Onları devlet yapan zihniyet, 50 yıl sonra Ermenilerle oyun kurmaya devam ettiler.
Arkasında ABD ve tüm müttefiklerinin olduğu ASALA Ermeni Teröristleri, silah ve bombalarıyla 35 yetişmiş diplomatımızı 1973-1983 yılları arasında katlettiler.
Nihai amacı Toprak, Tanıma ve Tazminat olan üç başlığı tartışmaya açıp, Asala üzerinden kabule zorladılar.
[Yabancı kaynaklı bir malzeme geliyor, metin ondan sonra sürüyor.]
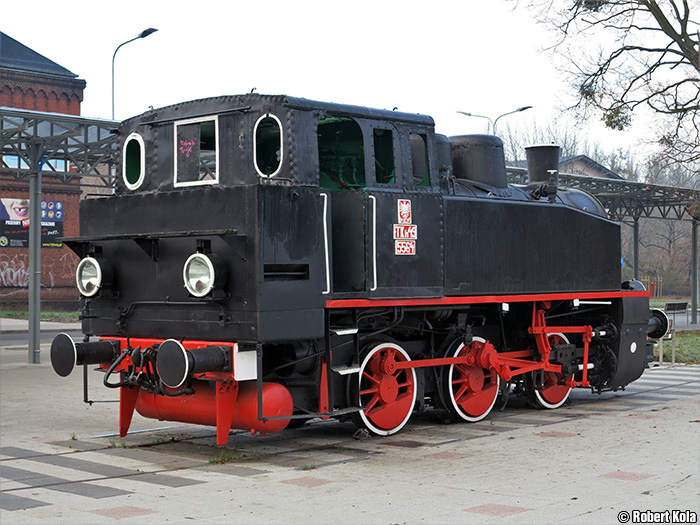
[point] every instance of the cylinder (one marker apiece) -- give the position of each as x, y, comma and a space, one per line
479, 158
175, 364
658, 324
66, 354
200, 408
542, 163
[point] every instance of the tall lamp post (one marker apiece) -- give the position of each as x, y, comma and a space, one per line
142, 34
495, 122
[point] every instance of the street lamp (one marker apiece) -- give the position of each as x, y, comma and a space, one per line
142, 34
494, 122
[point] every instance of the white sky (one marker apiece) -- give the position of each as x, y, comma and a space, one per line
433, 58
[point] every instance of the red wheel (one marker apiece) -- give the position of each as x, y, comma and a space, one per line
470, 391
554, 392
387, 393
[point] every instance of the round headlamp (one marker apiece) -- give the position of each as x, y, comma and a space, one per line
88, 276
202, 273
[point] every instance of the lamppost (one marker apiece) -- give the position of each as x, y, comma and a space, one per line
142, 34
494, 122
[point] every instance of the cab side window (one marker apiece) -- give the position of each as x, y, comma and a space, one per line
196, 152
268, 146
419, 159
384, 166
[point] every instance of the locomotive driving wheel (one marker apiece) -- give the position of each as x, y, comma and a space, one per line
469, 390
554, 391
386, 392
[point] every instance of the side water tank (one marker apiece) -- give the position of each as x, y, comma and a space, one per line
479, 158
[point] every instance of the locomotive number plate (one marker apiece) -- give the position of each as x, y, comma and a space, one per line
405, 231
404, 247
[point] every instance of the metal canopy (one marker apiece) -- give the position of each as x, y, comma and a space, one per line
625, 200
69, 148
64, 146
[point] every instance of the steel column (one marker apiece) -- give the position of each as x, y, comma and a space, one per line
694, 270
37, 158
635, 228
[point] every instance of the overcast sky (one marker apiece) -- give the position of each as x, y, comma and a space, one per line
433, 58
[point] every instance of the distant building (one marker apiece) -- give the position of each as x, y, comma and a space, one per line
30, 81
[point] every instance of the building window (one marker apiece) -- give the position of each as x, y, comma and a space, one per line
385, 172
196, 152
267, 146
419, 159
133, 161
341, 153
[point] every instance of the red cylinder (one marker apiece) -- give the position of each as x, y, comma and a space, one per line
200, 408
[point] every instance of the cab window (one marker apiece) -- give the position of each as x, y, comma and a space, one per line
419, 159
341, 153
196, 152
384, 167
268, 146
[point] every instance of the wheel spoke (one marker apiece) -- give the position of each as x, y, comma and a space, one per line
392, 394
470, 391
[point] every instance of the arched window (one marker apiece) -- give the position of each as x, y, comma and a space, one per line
267, 146
134, 161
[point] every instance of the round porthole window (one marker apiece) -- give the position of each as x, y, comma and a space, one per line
134, 161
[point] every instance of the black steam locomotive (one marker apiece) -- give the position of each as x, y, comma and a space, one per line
269, 259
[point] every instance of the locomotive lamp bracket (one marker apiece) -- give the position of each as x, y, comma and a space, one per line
203, 246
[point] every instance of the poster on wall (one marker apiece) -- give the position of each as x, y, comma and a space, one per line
14, 223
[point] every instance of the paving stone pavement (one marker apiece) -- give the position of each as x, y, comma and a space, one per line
586, 462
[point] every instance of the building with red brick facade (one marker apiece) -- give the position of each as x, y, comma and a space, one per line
30, 81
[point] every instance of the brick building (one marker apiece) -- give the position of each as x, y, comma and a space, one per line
30, 81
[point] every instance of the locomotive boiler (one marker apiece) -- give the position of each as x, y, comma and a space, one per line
265, 260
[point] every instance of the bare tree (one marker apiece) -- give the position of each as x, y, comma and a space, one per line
648, 55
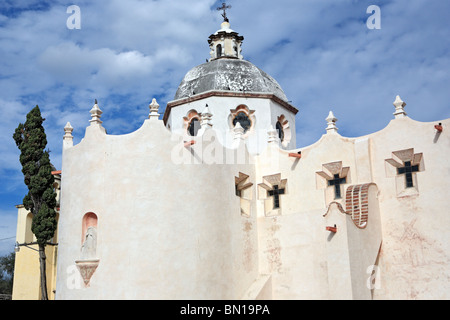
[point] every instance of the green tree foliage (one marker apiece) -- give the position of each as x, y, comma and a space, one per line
31, 140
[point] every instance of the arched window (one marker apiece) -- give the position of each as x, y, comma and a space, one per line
89, 236
244, 116
280, 131
192, 123
218, 50
193, 126
243, 120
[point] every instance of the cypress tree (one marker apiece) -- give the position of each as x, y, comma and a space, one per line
31, 140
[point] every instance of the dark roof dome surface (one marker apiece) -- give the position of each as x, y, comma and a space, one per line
228, 74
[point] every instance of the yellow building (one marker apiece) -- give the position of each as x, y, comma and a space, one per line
27, 283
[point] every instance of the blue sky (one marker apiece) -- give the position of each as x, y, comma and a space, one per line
127, 52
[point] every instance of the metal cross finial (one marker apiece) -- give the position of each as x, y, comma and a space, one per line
224, 7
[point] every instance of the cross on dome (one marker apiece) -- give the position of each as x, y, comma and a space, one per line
224, 7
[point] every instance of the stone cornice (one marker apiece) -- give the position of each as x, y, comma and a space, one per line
220, 93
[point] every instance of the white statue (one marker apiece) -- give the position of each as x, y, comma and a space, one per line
88, 249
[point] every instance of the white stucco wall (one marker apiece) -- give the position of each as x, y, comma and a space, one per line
169, 227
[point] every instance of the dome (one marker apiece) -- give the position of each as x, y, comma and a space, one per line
228, 74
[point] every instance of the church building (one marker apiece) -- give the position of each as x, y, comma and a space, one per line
216, 201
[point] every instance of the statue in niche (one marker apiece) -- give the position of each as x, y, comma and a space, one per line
88, 249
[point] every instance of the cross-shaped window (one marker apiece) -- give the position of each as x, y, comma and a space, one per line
275, 193
336, 182
407, 170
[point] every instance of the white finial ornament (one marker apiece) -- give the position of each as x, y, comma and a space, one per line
68, 129
331, 121
96, 113
68, 138
206, 117
399, 105
154, 107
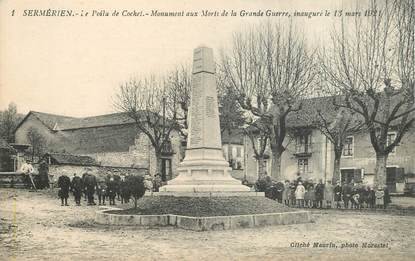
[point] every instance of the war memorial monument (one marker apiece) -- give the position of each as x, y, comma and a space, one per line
204, 196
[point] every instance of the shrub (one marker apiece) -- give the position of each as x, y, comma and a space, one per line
135, 185
263, 184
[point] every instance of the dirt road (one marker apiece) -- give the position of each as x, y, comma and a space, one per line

ASALA’nın Paris’teki son eyleminde; 4’ü Fransız, 2’si Amerikalı ve 1 İsveç vatandaşı hayatını kaybetmişti. Canları yanınca ölümü hatırlayanlar, Asala’yı bitirip 1984 yılında PKK’yı sahaya sürdüler…
Bölgede güçlü bir Türkiye de istenmediğinden, 40 yıldır enerjimizi PKK ile mücadeleye harcattılar.
1991 yılında Azerbaycan’ın bağımsızlığı ile başlayan Karabağ’daki oyun da sürece eklendi.
Yıllar önce Azerbaycanlı bir öğrencimiz anlatmıştı:
“Ermenistan’da Başbakanlık ve Cumhurbaşkanlığı görevlerinde bulunmuş Hankendi doğumlu Serj Sarkisyan, konuşmalarının birinde Ağrı dağını gelin, Karabağ’ı çeyizi olarak görüyor. Bizden önceki kuşaklar ve bizler, gelini almak için çok mücadeleler verdik ama çeyizle yetindik. Gelinin alınması görevinin, gelecek kuşaklara kaldığını söylüyor.”
1920’li yıllarda Çeyizle ödüllendirilmişler!
Amaç belli ve çok açık;
O gün de bugün de Türkiye Cumhuriyeti’nin, Türk dünyasına erişimini engellemek!
PKK ve Karabağ meselesi birbirinden ayrı düşünülemez (otopsilerde PKK’lıların ayak izlerini görebileceğiz). İkisi de Sevr’e uzanan Büyük Ermenistan ve Büyük Kürdistan projelerinin aparatlarıdır.
Azerbaycan, bağımsız kardeş bir devlettir. İçişlerine karışmak gibi bir düşüncem hiç olmadı.
1991 de elde ettiği bağımsızlıkla birlikte gelen Karabağ meselesi, Osmanlı’dan gelen tarihi süreç içinde değerlendirildiğinde kıymetlidir!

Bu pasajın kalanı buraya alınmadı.